Минголла составил в уме следующий вопрос, но задать его не успел – Амалия заговорила сама:

– ...И свет Зверя, что выпущен на свободу, стал светом разума для Мадрадон и Сотомайоров, и они встретились в городе Картахене, чтобы устроить мир, а после разъехались по свету, связанные одной целью, и год за годом пробирались они но власть, чтобы объединить мир в одну нацию. Но не все были согласны. Молодежь обоих кланов обуревала страсть, и они все так же убивали и насиловали, лгали и обманывали, как бесчисленные поколения прежде, и потому было решено, что... что они тоже... они тоже должны...

Гамак с Амалией вдруг обвис, узоры ее сознания смешались в кучу, и Минголла уже ничего не мог сделать. Какое-то время в комнате раздавался лишь скрип гамачной веревки, и Минголла с тоской понял, что они запутались в таких дебрях, которые ни он, ни Дебора не могут ни контролировать, ни даже осмыслить... под скрип веревки ему вдруг привиделась комната с мягко поблескивающими стенами, свет шел из почти невидимых ячеек, вкрапленных в бордовые завитки обоев, сам Минголла лежал на кровати, это был номер мотеля, из мебели – хромированный стол под широким зеркалом, такие же хромированные стулья с бирюзовой обивкой – все это одновременно стерильное и нелепое. В ванной лилась вода. Щелчок, дверь открывается, и выходит Дебора, вытирая полотенцем волосы. На ней футболка и трусики.
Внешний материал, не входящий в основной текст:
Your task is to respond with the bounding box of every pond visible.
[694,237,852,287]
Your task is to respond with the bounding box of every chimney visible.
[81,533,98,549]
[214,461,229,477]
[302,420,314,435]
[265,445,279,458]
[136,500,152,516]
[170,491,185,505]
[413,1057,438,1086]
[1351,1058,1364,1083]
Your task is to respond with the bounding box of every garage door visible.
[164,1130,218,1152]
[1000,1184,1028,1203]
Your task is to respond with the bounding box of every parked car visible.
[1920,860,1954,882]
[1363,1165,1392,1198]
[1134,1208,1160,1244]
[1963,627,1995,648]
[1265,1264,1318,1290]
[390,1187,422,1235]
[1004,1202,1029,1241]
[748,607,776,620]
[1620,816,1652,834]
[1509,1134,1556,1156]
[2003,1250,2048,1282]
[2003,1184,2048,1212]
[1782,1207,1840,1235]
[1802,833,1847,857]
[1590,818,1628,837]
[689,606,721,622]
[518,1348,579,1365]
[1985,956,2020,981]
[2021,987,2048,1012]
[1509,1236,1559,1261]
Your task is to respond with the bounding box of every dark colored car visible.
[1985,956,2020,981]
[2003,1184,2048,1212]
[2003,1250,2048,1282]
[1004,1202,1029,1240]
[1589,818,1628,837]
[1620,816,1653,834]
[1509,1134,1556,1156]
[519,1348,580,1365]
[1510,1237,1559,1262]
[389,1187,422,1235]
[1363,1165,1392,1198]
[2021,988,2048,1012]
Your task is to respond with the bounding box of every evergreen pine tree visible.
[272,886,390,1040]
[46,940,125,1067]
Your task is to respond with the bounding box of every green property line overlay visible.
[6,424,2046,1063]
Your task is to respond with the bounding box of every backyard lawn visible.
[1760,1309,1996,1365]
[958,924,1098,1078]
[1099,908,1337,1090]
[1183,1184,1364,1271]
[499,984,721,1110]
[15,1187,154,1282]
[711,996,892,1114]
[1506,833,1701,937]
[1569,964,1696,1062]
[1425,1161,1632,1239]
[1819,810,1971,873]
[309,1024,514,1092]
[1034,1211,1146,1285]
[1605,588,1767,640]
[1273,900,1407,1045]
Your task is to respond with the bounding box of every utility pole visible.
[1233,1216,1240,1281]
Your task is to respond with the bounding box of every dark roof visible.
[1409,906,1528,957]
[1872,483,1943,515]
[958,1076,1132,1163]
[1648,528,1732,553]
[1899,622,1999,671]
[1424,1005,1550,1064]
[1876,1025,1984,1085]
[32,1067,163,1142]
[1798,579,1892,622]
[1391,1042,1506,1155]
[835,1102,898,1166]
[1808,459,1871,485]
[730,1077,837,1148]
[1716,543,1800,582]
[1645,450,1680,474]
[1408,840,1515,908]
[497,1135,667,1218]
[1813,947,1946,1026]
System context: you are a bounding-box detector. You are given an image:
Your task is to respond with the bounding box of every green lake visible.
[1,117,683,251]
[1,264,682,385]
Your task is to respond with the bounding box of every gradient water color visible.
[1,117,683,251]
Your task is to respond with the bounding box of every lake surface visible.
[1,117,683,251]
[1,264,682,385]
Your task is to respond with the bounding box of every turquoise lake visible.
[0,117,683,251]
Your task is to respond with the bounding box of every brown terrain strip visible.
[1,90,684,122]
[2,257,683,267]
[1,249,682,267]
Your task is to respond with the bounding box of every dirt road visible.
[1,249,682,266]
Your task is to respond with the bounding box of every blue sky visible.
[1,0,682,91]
Минголла так и не привык к ее новому после пластической операции лицу, и каждый раз, возвращаясь, – какой бы короткой ни была разлука,– он секунду или две не узнавал ее, искал в лице прежние черты и линии, убирал новую правильность и высматривал ту причудливую асимметрию, которая когда-то понравилась ему больше всего. Только мягкая походка осталась прежней – Дебора бродила по комнате, держась поближе к стенам, как любопытная кошка: глаза опущены, поглощена собой. Тронув пластину у двери, она притушила свет и легла рядом.

– Ты как? – спросил он.

– Никак не привыкну, – ответила она. – Тут так много...

– Много чего?

– Всего. Еды, света, прохлады. Всего, что захочешь.

– Земля шелков и злата. А что нам комфорт!

– Мне здесь не нравится, – сказала она. Несколько лет назад он бы посмеялся над ее аскетизмом, но они уже переросли и шутки, и вообще легкость.

– Это ненадолго,– сказал он,– после завтрашнего...– Минголла не договорил: они знали, что будет завтра.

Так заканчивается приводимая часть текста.